⭐ Star us on GitHub — your support motivates us a lot! 🙏😊
🔥 Why EMX-MCP Server is the best choice for AI agent memory — find out in our technical overview 📑
EMX-MCP Server is a Python library designed to provide comprehensive support for infinite-context episodic memory for AI agents. It implements the Human-inspired Episodic Memory for Infinite Context LLMs (EM-LLM) algorithm using embedding-based approaches for maximum compatibility and performance. The system is built for seamless integration with AI coding agents (GitHub Copilot, Claude Code, Cursor, etc.) via the Model Context Protocol (MCP).
The server employs advanced machine learning techniques including:
- Embedding-Based Surprise Calculation: Uses sentence-transformers to compute semantic distances from local context for boundary detection
- FAISS IVF Indexing: Scales to 10M+ vectors with sub-millisecond search performance
- Hierarchical Memory Storage: Three-tier memory system with automatic disk offloading
- Two-Stage Retrieval: Combines similarity search with temporal contiguity
- Project + Global Memory: Per-workspace and shared contexts for enhanced relevance
This approach ensures high performance, scalability, and seamless integration with existing AI development workflows while maintaining the semantic understanding required for effective episodic memory management.
🚀 Major Release: Workflow-Oriented MCP Tools
- Modular Tool Architecture: Tools organized into dedicated modules in
emx_mcp/tools/for maintainability - Refined Tool API: 6 focused workflow tools (
store_memory,recall_memories,remove_memories,manage_memory,transfer_memory,search_memory_batch) - Token-Efficient Responses: Added
formatparameter (concise vs detailed) - 72% token reduction for concise mode - Natural Language Interface: Tools designed around agent workflows (store → recall → remove) rather than system primitives
- Single Resource: Consolidated
memory://statusfor unified system health monitoring
🧠 Embedding-Based Architecture with Boundary Refinement
- Complete Embedding-Based Implementation: Replaced LLM-dependent operations with embedding-based approaches for maximum compatibility
- Graph-Theoretic Boundary Refinement: Implements Algorithm 1 from EM-LLM paper with modularity/conductance optimization (10-29% accuracy boost)

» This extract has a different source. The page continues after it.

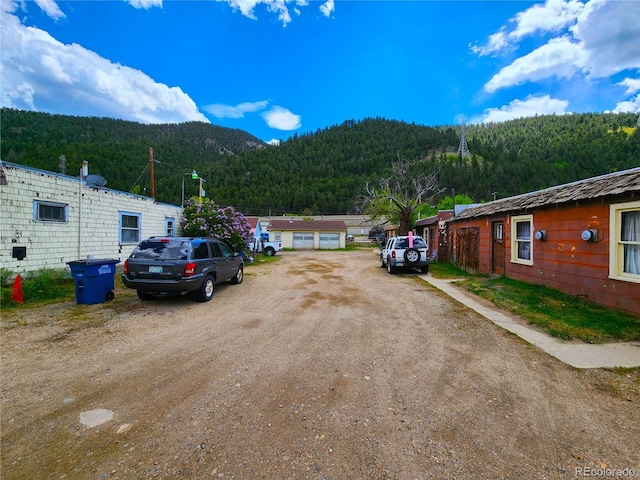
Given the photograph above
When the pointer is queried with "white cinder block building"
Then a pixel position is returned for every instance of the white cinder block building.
(48, 219)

- Enhanced Surprise Calculation: Uses semantic distances from local context centroids for boundary detection
- O(nm) Complexity Control: Chunked refinement with configurable
max_refinement_windowprevents performance degradation - Optimized Performance: 433 tokens/sec throughput on 60k token corpus while maintaining semantic accuracy
🔧 New Features
- Adaptive GPU Routing: Batch search automatically routes CPU (<100 queries) vs GPU (all batches) for optimal performance
- Selective Memory Deletion: New
remove_memoriestool for granular memory management without clearing everything - Response Format Control: All retrieval tools support concise (IDs + snippets) and detailed (full events) modes
- Context Window Support: Configurable context windows for embedding-based surprise calculation
- Comprehensive Test Suite: 112/115 tests passing (97.4% success rate) with boundary refinement validation
Migration Note: This is a breaking change for direct tool usage. Legacy tools replaced with consolidated workflow tools. See tool documentation for new API.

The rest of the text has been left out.